Special Report

Iowa Election 2023

Political Polling: Always Criticized, Rarely Analyzed

Image courtesy of Nasjonal Digital Læringsarena (NDLA)

The Iowa caucuses were first in the nation for forty years for a reason. A plethora of candidates, both on local and national levels, have launched successful political careers out of the midwestern state. Barack Obama recalled the night he won the Iowa caucus as “a more powerful night than the night [he] was elected president.” Coming in with few endorsements and going up against power-players such as Hilary Clinton, Obama ended up coming out on top by the end of the caucus. The political world may have been shocked, but the polling world wasn’t. Many  polling companies were able to predict this, some earlier and more accurately than others, which can be credited to a range of polling methods.


Political polling has historically been criticized. Whether it be in order to discredit losing numbers, or attack negatively reporting media sources, attempting to instill a distrust in the American people toward the polls is commonplace. This worked well for Trump in 2016, as his mix of attacks on the media and the polls they reported increased cynicism from the public. In response to Hilary Clinton leading in national polls, he posted on X, formerly Twitter:  “Any negative polls are fake news, just like the CNN, ABC, NBC polls in the election.” He quickly followed up, writing:  “I call my own shots, largely based on an accumulation of data, and everyone knows it. Some FAKE NEWS media, in order to marginalize, lies!”


What Mr. Trump may not have realized, at the time, is that these media organizations don’t produce these polls themselves. Rather, a host of independent organizations conduct the polling, selling their results to news outlets. These companies are selected due to their past accuracy, whose varying levels can be credited to the methodology used to conduct their polls.


So where do these numbers come from? And why, more often than not, are they correct? David Peterson, the Lucken Professor of Political Science at Iowa State University, knows it’s all in the numbers. “It’s a lot of stats. I can’t do justice to the degree of difficulty that goes into it, it is a very hard problem, and one that statisticians and survey researchers have been working on for a long time,” he says. His department helps produce Civiqs Iowa polls, one of the more trusted polls for Iowa’s caucuses. In the past, they’ve employed two separate polling methods, garnering them a respectable “B” grade from FiveThirtyEight.com


In the realm of political polling, two predominant methodologies have emerged, each with its own set of advantages and pitfalls: the traditional random digit dialing (RDD) phone surveys, and the newer approach of online polling using pre-established respondent pools. RDD is “the old, gold-standard of political polling,” according to Professor Peterson, “the problem is, nobody answers the phones anymore.”

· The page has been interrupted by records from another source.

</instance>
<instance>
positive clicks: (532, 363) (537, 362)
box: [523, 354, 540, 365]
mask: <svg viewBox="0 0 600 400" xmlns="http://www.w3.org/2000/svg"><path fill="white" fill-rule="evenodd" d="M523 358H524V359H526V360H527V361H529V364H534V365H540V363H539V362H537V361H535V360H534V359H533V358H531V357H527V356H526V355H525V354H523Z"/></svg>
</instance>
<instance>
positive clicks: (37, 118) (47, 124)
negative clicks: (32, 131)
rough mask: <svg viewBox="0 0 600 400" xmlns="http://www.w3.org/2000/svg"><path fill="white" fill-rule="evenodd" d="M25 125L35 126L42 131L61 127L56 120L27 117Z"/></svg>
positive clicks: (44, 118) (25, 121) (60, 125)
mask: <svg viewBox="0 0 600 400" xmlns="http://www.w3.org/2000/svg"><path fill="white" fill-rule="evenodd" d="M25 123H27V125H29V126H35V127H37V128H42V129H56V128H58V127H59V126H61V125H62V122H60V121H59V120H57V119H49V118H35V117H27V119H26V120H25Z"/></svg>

This is due to the fact that the classic RDD method, championed by pollsters like J. Ann Selzer of Selzer & Co., involves sourcing phone numbers from the Secretary of State’s office and targeting registered voters. The process includes randomly selecting individuals from this list and reaching out to them via phone.


A decline in the number of household landlines over the past ten years has impacted the efficacy of RDD. This has led to firms like Civiqs, YouGov, and VeriCite, which employ a different strategy. Instead of relying on random sampling, these firms build pools of willing respondents who agree to participate in surveys in exchange for rewards such as points, gift cards, or cash. This approach aims to overcome the challenge of low response rates by engaging individuals who have voluntarily opted into the survey process.


However, both methodologies introduce biases of their own. RDD inherently skews towards those who still answer their phones, potentially excluding certain demographics. On the other hand, respondent pool-based polling caters to a self-selected group of individuals who have willingly joined the survey ecosystem, creating a sample that may not be fully representative of the broader population.


A critical concept in the polling landscape is achieving a “representative sample.” Despite neither RDD nor respondent pool-based polling being truly random, the goal is to create a sample that mirrors the demographic composition of the target population. This is accomplished through a meticulous process of weighting the data. Statisticians adjust the values of each respondent based on factors such as age, gender, education, race, and district to align the sample with the known population demographics.


For instance, if the survey over represents individuals with a college degree, statisticians assign a lower weight to these respondents to balance the data. Conversely, underrepresented groups are given higher weights. This statistical fine-tuning ensures that the final results reflect the true characteristics of the population under scrutiny.


The major problem lies in the data itself, though, or rather the lack thereof. As the data representing individuals in the population is collected from the US Census, some key factors are unable to be taken into consideration. The census doesn’t ask, for example, for an individual’s religious affiliation. More importantly, it also doesn’t ask for one’s political affiliation. This has created a large problem that’s forced statisticians and pollsters to find ways around, leading them toward other factors that can equate toward political association.


As technology evolves and communication patterns shift, the polling landscape will continue to adapt, seeking innovative ways to overcome inherent biases and provide a more accurate reflection of public opinion.


“It’s an impossible problem to solve, right?” Professor Peterson says, “Especially when you don’t know what the target population is.”